Non mi piace la poesia e non mi piace la fotografia. Ovviamente non sono due verità inconfutabili. Però queste due forme d’arte trasmettono due sensazioni differenti che però sono la stessa: la prima è qualche cosa che finisce prima ancora che possa essere, la seconda è già finita, è la rappresentazione di una “natura morta”. Non c’è vita dentr o una fotografia, non è la stessa cosa che dipingere: quello ha un carattere esperienziale più marcato, dentro ci sta una profondità che è stata letteralmente scavata a fondo in una maniera più o meno consapevole, più o meno efficace, mobilitando la natura artigiana dell’essere umano. Lo stesso vale per la poesia: come se potessimo stimare l’esistenza di una vita intera in poche frasi e la vita non è solo un esercizio di memoria. Dentro c’è molto di più.
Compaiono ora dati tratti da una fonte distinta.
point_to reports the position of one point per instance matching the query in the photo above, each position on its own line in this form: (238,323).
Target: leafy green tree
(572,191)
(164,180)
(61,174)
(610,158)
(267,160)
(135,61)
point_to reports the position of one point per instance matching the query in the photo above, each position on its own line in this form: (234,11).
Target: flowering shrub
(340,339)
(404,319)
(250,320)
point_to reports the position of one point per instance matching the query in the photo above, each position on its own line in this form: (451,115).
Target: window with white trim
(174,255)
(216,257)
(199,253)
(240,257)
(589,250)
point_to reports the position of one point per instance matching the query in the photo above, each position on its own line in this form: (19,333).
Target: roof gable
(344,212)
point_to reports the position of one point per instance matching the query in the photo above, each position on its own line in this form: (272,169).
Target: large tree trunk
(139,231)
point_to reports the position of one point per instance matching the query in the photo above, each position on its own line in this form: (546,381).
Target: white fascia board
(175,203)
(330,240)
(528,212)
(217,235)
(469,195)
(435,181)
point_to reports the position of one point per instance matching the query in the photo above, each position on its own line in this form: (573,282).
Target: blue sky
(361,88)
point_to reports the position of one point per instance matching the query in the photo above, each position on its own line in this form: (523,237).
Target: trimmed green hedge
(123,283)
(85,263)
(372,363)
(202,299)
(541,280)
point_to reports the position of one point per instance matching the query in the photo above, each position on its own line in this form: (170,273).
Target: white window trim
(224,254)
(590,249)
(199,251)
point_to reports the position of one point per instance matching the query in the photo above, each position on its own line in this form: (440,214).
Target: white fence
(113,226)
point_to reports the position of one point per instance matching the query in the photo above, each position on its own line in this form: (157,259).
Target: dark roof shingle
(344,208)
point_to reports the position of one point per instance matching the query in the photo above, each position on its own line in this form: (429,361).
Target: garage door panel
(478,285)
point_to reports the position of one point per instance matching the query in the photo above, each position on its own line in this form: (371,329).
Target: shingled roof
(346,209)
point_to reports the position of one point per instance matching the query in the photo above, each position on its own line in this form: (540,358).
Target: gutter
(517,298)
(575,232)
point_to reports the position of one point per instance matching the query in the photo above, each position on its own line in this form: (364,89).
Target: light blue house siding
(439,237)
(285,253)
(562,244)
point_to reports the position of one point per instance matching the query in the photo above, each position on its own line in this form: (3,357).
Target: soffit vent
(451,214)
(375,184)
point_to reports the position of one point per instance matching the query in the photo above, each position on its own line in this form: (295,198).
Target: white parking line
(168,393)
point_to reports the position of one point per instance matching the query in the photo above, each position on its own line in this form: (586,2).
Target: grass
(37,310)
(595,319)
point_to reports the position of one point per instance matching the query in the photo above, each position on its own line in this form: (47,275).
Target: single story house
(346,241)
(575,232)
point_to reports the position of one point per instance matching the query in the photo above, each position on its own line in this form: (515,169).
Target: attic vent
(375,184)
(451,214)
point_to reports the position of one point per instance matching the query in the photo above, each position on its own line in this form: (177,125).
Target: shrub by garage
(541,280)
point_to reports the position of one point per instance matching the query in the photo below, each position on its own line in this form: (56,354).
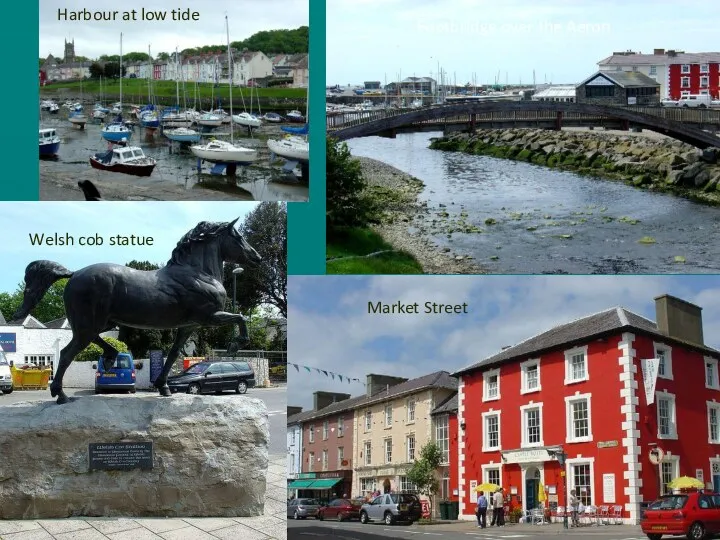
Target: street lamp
(561,456)
(236,272)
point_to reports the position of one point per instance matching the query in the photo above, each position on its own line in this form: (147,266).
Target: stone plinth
(210,457)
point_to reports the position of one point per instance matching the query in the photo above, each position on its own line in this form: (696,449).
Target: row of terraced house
(207,68)
(582,406)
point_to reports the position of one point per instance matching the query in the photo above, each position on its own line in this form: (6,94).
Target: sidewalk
(526,528)
(270,525)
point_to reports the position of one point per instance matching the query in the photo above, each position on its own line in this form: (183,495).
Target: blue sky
(166,222)
(562,40)
(329,326)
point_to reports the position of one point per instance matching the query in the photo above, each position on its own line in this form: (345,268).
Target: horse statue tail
(39,276)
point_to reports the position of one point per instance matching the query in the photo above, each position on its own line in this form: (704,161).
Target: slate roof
(447,406)
(625,79)
(579,331)
(439,379)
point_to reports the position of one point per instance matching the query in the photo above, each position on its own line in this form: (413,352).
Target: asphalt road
(275,400)
(309,529)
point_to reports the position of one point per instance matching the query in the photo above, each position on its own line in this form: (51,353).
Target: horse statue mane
(202,232)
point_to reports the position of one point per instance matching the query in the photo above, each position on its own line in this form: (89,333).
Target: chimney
(679,319)
(293,410)
(378,383)
(323,399)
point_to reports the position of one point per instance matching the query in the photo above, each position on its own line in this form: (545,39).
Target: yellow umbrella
(685,482)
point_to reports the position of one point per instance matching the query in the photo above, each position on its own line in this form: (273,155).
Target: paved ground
(270,525)
(304,530)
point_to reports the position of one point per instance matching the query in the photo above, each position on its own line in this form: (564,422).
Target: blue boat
(49,142)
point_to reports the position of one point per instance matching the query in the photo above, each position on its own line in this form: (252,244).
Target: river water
(176,165)
(516,218)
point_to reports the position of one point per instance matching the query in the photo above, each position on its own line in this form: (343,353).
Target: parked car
(121,376)
(695,100)
(392,507)
(340,509)
(695,514)
(6,384)
(303,508)
(213,377)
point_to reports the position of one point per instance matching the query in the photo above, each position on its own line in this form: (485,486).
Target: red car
(695,514)
(340,509)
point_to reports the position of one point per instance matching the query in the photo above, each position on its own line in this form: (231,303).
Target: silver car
(392,507)
(303,508)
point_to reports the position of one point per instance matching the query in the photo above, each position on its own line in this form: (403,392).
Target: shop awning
(300,484)
(325,483)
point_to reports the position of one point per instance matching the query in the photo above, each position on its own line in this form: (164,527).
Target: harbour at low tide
(176,176)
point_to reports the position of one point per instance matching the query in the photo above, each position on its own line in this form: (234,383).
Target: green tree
(93,352)
(423,472)
(265,228)
(349,205)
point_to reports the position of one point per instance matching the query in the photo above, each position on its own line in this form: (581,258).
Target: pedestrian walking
(481,510)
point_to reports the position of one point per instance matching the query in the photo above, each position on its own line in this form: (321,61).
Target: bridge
(697,127)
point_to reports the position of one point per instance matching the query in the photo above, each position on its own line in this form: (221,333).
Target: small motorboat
(273,117)
(49,142)
(247,119)
(124,159)
(224,152)
(182,135)
(295,116)
(116,132)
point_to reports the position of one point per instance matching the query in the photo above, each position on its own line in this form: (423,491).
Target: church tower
(69,51)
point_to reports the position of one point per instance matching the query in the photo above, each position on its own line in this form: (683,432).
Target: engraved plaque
(123,456)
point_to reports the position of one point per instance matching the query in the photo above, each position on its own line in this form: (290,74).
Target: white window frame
(714,370)
(569,424)
(570,463)
(568,364)
(486,438)
(675,460)
(673,414)
(411,408)
(486,376)
(668,359)
(524,368)
(524,439)
(491,467)
(408,437)
(714,405)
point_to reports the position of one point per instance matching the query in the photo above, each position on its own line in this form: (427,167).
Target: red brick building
(579,390)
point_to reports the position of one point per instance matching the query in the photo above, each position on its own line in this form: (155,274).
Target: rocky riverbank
(655,164)
(403,221)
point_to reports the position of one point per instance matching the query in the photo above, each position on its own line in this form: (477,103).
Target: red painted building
(579,391)
(695,78)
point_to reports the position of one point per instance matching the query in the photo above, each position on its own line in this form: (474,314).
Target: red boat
(127,159)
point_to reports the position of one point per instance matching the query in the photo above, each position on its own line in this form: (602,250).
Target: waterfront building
(618,88)
(679,73)
(630,404)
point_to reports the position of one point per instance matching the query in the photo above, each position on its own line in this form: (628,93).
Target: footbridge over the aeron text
(698,127)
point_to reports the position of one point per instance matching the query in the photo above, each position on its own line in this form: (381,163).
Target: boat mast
(227,30)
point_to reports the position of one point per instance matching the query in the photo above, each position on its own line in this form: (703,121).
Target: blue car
(121,376)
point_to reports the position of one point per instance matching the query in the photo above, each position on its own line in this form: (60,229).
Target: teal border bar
(21,169)
(306,221)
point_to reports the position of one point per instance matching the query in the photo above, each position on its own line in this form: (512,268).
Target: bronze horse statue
(186,294)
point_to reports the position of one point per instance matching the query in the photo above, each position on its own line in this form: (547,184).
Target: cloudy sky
(166,222)
(329,326)
(93,39)
(562,40)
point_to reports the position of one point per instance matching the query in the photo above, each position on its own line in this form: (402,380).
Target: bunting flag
(332,374)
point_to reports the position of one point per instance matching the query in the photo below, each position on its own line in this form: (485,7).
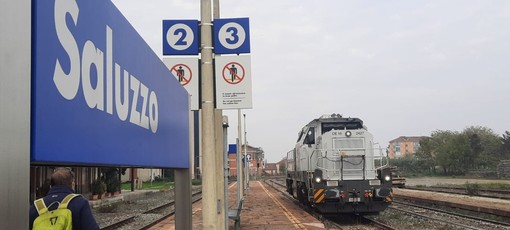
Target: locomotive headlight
(317,176)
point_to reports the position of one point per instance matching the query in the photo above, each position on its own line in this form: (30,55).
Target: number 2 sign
(180,37)
(231,36)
Francesco De Gregori diceva che Piero Ciampi le migliori canzoni le lasciava scritte a penna sulle tovaglie delle osterie, parole perdute in mezzo alle macchie di vino che restavano dopo avere consumato il pasto. Lo ho letto da qualche parte un po’ di tempo fa. Ci vuole una sensibilità speciale per riconoscere il talento e penso che questa considerazione, fatta da parte di chi abbia raccontato la storia del nostro paese dal dopoguerra ad oggi come forse nessun altro, dia un’idea della dimensione del cantautore livornese. Però è difficile riconoscere il talento nelle persone e amare quelle persone in quel momento e cercare di abbracciare questa specificità, fare che questa diventi qualche cosa di condiviso. Come è impossibile stabilire una empatia reciproca con i grandi geni, parlo di menti superiori e che spesso appartengono a chi è affetto da forme di autismo e questa, lungi da essere una affermazione discriminatoria, è il riconoscimento di determinate caratteristiche e peculiarità del cervello umano: una macchina imperfetta, eppure proprio per questo unica.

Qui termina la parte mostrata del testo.